Wednesday, April 10, 2013

Downton Abbey Extra: Why Queen Victoria Was Awesome

Queen Victoria, date unknown.  PD-US
Her Majesty's a pretty nice girl
But she doesn't have a lot to say.
Her Majesty's a pretty nice girl
But she changes from day to day.
-- Beatles, "Her Majesty"*

Before I leave Downton Abbey for good until Series Four, I wanted to write a post that I had hinted at writing earlier about one of history's most misunderstood women.  Well maybe I shouldn't go quite that far, but there are definitely some preconceived notions about Queen Victoria that should be put to rest.  That she was a dull, pious person who always said "we" and who spent 40 years mourning her husband.  Well, that last one was true.

But she was also passionate, astute, and remarkably progressive for her time.  And where she wasn't progressive, her five daughters were.  In short, she was awesome.

First, a quick history of Queen Victoria.  She was born in 1819 to King George III's third son, Edward Duke of Kent, and christened Alexandrine Victoria.  When she was born, it was considered possible that she would ascend the throne, but far from certain.  Her father died when she was nine months old, and until she was 18, she was largely controlled by her mother.  Finally in 1837, Victoria ascended the throne, and in 1840, she married her first cousin, Albert of Saxe-Coburg-Gotha.  They had nine children, and the marriage was very happy until its too-abrupt end, when Albert died of typhoid fever on December 14, 1861, a date that would live in infamy in Victoria's family.  Victoria then put on mourning for her "dearest Albert" and never took it off.  She is currently the longest-reigning ruler in British history, finally passing away in early 1901.

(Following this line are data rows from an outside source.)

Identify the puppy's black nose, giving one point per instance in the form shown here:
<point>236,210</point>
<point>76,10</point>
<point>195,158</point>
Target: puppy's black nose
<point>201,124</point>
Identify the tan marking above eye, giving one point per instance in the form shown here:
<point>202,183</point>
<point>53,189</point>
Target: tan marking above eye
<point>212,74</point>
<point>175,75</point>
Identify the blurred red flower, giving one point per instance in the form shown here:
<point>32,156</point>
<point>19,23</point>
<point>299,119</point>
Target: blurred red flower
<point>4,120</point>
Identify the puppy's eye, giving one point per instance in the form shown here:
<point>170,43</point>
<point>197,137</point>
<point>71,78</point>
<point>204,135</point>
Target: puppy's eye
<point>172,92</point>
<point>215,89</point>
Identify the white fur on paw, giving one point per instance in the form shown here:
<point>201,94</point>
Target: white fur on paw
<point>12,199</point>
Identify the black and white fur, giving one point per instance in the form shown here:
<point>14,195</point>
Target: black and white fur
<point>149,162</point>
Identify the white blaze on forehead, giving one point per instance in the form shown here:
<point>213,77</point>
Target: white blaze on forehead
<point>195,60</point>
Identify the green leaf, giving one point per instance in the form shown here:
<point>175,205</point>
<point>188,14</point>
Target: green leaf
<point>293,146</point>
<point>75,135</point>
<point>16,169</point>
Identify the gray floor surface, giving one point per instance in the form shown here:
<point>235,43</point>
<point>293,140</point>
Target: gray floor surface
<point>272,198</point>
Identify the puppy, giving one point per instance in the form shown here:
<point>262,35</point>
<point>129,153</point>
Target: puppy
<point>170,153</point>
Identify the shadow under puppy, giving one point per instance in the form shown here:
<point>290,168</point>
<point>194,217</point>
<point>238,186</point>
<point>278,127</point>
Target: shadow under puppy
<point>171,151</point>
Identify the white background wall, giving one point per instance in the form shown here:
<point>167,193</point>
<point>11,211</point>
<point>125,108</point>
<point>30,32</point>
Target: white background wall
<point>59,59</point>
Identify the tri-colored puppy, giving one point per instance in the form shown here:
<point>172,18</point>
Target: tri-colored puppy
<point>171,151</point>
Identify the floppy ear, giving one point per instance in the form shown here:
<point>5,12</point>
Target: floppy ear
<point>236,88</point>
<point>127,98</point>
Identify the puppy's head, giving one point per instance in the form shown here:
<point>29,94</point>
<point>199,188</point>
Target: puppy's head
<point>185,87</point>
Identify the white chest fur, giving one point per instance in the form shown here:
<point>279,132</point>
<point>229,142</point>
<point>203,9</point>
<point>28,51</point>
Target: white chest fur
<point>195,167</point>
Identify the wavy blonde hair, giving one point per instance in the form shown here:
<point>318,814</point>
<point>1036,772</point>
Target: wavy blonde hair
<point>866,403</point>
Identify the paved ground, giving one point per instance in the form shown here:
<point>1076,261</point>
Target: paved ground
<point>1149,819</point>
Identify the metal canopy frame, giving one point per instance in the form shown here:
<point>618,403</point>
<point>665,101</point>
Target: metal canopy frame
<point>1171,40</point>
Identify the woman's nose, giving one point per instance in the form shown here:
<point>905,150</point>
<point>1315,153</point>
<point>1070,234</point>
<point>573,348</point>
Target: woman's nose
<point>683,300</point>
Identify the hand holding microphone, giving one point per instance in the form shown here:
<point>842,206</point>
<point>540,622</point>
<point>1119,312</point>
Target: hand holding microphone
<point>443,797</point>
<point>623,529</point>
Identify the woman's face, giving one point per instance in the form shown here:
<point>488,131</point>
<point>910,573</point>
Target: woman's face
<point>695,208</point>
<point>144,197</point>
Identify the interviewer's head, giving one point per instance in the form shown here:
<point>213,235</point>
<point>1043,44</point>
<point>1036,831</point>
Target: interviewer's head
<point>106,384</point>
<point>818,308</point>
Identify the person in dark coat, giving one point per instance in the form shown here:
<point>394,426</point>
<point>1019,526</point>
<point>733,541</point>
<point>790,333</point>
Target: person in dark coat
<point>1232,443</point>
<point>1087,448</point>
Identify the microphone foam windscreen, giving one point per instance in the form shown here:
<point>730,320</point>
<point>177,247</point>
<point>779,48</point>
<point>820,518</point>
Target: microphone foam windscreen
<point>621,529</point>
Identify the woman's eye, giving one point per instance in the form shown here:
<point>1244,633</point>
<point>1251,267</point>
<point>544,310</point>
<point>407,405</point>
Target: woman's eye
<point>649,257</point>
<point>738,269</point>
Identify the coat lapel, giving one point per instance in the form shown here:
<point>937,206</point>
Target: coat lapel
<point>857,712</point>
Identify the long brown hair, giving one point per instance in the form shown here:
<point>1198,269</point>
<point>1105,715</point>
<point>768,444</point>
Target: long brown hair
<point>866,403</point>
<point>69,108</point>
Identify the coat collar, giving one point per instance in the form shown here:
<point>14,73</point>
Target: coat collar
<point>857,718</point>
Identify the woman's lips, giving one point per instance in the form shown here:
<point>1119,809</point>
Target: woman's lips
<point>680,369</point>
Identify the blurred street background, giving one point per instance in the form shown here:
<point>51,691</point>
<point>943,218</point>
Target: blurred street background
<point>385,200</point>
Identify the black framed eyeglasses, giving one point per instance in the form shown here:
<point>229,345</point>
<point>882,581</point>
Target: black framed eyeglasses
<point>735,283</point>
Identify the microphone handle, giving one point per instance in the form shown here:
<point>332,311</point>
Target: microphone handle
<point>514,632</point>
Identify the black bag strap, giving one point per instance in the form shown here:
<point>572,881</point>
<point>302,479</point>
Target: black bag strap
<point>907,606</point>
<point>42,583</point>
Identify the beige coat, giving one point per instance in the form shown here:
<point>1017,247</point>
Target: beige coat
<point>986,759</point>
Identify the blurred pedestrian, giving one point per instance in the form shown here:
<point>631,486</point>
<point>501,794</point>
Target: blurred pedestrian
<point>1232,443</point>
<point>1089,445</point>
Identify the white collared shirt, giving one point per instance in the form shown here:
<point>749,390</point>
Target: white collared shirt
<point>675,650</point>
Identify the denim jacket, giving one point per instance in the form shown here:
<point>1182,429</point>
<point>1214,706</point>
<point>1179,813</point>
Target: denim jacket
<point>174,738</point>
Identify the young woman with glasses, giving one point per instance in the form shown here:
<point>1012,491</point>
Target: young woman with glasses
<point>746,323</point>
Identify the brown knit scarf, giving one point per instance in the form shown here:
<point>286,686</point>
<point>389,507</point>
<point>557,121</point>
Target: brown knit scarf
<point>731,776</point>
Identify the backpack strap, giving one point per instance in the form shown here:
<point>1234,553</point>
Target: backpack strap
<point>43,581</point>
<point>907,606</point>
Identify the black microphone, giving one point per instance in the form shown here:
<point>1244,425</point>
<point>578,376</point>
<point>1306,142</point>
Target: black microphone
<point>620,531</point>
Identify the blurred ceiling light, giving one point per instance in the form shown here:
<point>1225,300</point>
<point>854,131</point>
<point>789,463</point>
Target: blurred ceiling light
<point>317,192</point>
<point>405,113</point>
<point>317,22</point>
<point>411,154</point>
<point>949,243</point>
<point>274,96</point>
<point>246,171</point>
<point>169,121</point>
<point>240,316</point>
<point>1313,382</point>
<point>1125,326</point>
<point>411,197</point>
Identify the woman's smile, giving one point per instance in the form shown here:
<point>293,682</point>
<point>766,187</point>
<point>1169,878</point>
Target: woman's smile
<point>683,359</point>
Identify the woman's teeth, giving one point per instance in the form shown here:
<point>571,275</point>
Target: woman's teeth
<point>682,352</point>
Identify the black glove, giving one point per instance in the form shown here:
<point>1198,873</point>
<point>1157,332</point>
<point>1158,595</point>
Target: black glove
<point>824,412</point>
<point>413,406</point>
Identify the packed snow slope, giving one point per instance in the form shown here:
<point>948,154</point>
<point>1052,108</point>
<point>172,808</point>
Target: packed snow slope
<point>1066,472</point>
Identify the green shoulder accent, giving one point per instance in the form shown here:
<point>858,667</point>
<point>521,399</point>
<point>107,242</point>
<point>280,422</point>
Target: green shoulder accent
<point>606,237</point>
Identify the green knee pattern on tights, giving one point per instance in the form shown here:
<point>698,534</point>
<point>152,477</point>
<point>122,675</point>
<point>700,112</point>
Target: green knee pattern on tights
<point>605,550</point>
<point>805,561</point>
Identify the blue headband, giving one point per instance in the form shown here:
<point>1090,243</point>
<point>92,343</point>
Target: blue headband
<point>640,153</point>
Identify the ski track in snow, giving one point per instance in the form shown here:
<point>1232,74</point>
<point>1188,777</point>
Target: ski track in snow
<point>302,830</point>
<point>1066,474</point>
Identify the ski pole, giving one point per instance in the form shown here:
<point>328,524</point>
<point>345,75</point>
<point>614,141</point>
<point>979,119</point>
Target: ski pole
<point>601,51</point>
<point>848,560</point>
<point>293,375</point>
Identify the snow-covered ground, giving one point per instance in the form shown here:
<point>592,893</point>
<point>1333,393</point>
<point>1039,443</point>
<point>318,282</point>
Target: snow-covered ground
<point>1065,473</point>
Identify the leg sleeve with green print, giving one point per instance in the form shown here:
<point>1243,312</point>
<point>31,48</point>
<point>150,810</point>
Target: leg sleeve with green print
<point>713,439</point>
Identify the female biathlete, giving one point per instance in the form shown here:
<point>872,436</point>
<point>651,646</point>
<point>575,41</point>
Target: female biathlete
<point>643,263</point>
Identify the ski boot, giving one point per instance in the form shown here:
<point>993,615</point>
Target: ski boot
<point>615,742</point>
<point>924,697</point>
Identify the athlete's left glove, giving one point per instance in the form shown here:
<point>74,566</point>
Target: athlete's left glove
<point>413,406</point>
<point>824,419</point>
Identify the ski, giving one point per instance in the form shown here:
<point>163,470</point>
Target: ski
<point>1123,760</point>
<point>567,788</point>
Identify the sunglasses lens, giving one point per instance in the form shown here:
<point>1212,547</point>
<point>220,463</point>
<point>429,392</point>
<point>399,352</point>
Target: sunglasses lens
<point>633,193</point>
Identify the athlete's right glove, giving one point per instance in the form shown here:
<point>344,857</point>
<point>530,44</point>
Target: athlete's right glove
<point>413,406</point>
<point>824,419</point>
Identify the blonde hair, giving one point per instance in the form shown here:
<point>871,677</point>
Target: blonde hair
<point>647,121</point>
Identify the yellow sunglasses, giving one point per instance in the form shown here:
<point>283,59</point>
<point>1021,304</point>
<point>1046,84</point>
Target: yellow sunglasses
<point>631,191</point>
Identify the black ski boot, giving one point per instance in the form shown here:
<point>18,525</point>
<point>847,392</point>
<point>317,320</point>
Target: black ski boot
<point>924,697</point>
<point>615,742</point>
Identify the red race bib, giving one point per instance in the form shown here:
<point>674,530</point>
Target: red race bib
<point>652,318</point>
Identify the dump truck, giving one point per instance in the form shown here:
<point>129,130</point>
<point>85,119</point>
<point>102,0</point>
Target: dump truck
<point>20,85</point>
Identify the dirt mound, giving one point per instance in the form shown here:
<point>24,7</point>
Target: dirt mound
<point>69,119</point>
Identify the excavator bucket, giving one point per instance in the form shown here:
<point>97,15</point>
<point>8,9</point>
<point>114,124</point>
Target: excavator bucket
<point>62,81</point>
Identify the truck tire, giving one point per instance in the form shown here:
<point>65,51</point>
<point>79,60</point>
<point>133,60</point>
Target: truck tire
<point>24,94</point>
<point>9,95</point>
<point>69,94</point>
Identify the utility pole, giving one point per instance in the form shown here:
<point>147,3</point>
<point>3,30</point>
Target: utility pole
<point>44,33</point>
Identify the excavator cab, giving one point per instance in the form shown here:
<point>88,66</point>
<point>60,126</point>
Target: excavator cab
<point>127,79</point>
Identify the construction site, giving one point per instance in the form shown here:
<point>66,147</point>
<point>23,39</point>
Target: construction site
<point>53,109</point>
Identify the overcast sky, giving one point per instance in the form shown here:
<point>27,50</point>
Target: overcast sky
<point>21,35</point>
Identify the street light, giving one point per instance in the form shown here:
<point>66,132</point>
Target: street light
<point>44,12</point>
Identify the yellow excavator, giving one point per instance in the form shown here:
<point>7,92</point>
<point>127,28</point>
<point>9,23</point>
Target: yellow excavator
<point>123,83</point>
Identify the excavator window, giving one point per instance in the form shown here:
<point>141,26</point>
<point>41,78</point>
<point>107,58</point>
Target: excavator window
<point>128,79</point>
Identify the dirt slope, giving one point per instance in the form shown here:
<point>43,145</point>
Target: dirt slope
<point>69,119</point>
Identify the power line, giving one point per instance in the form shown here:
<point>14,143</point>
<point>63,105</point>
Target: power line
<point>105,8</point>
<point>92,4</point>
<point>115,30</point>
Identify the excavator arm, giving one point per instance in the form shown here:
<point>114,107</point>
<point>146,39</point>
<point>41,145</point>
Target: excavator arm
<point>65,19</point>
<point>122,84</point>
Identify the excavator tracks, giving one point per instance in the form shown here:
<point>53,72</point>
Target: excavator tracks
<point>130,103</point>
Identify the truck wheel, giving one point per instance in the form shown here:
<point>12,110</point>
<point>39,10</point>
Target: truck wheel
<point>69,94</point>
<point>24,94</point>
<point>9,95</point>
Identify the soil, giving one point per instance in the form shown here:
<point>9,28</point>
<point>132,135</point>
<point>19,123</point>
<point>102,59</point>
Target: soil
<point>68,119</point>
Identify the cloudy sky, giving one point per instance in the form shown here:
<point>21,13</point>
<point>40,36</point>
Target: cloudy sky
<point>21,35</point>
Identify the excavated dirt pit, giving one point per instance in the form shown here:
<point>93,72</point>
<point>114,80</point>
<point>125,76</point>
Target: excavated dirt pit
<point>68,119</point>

Second, I want to dispose of some common misconceptions about Victoria.

1.  Marrying Her First Cousin Caused Her to Pass On Hemophilia.  A lot of people blame Victoria's first-cousin marriage -- Albert was the second son of her Uncle Ernst -- for creating the defective gene that caused hemophilia in unlucky male carriers.  Victoria's youngest son, Leopold, had hemophilia, as did several grandsons and, most famously, her great-grandson Alexei, Tsesarevich of Russia.  Victoria's children and grandchildren had a tendency to marry their cousins as well, which did not help the perception of the illness.  However, it has been determined that Victoria's hemophilia gene was the result of a spontaneous mutation, possibly passed down from her father.  Edward of Kent was 52 years old when Victoria was born.  He most definitely was not her mother's first cousin.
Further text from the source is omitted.